パウエル議長は記者会見で次回以降の会合で減速について議論することを認めつつ、金融引き締めをどの時期まで続けるかという問題の方がより重要になっているという見方を示した。その上で23年中に4.6%とした9月会合での金利見通しについて「最近のデータを踏まえれば、最終的な金利はより高くなる」との見解を示した。利上げの停止についての議論は「かなり時期尚早だ」とも指摘した。
インフレの加速に対応して急ピッチな利上げを進めてきた段階から、今後はこれまでの利上げ効果を含めつつ、より慎重に雇用や物価の動向を見極めて金融引き締めの到達点を探る局面に移行する。
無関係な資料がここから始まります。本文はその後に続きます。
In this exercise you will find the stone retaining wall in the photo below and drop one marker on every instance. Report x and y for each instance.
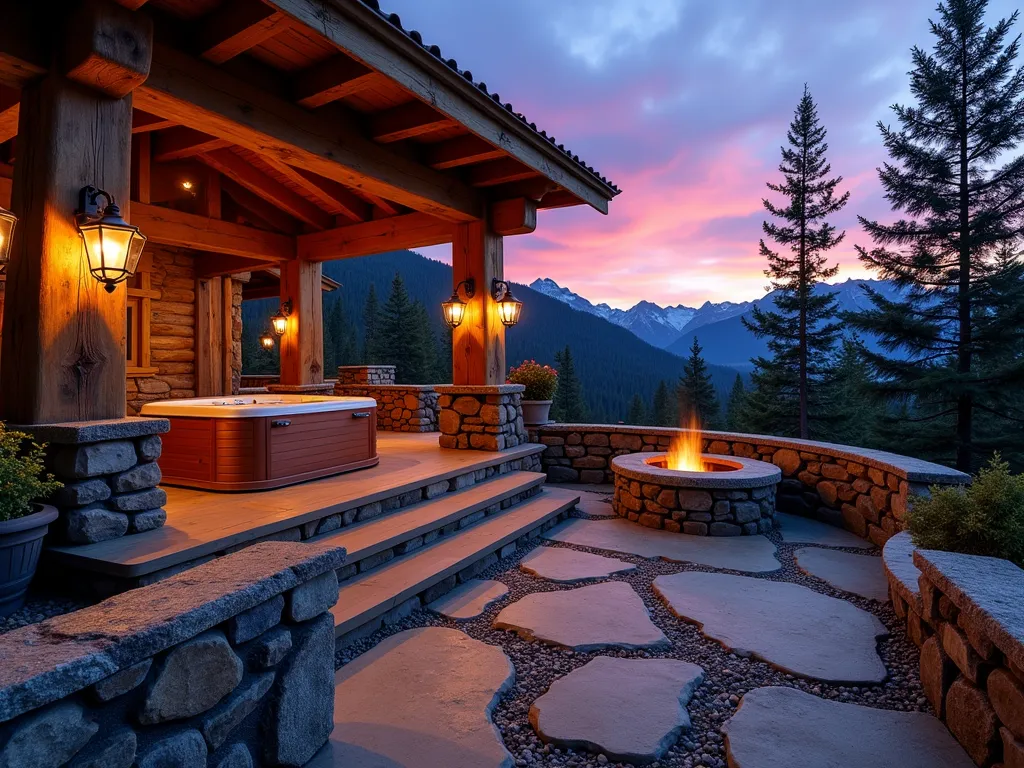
(400, 408)
(366, 374)
(110, 472)
(967, 613)
(480, 418)
(863, 491)
(230, 664)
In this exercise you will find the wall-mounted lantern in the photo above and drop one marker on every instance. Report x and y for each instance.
(455, 307)
(280, 321)
(7, 221)
(509, 306)
(112, 245)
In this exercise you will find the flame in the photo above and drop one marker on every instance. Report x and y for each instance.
(684, 453)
「強いドルはいくつかの国で試練となっている」とも言及し、波及効果について注視していることも付け加えた。
FRBが重視する個人消費支出(PCE)物価指数は9月に前年同月比6.2%上昇し、高い水準のまま伸びが前月から横ばいになった。賃金上昇に伴う幅広いサービス価格の上昇を受けており、エネルギーと食品を除くコア指数でみると伸びが加速した。高インフレのピーク越えは見通せていない。パウエル氏は「道半ば」と表現した。
背景にあるのは足元の米経済の底堅さだ。減少傾向にあった企業の非農業部門の求人数は9月に再び増加に転じ、4日に予定されている10月の雇用統計も失業率が3.5%と記録的な低水準のまま横ばいになると予想されている。
FRBのパウエル議長はこれまで米経済の強さを強調し、金融引き締めが中途半端になって高インフレが長期化した1970年代の経験を踏まえてインフレ抑制を「やり遂げる」と強調してきた。
ただ金融引き締めの影響は半年から2年ほどかけて実体経済を減速させる。このため専門家の多くは足元の急速な利上げが23年以降に景気後退を招くと懸念している。8日の中間選挙を控え、米議会からも急ピッチの利上げを懸念する声が相次いでいる。
パウエル氏は2日の会見で、景気後退に陥らずにインフレを抑える経済のソフトランディング(軟着陸)について「(道は)狭くなっているが、可能だ」と明言したが、同時に先行きの見通しが不透明である点も強調した。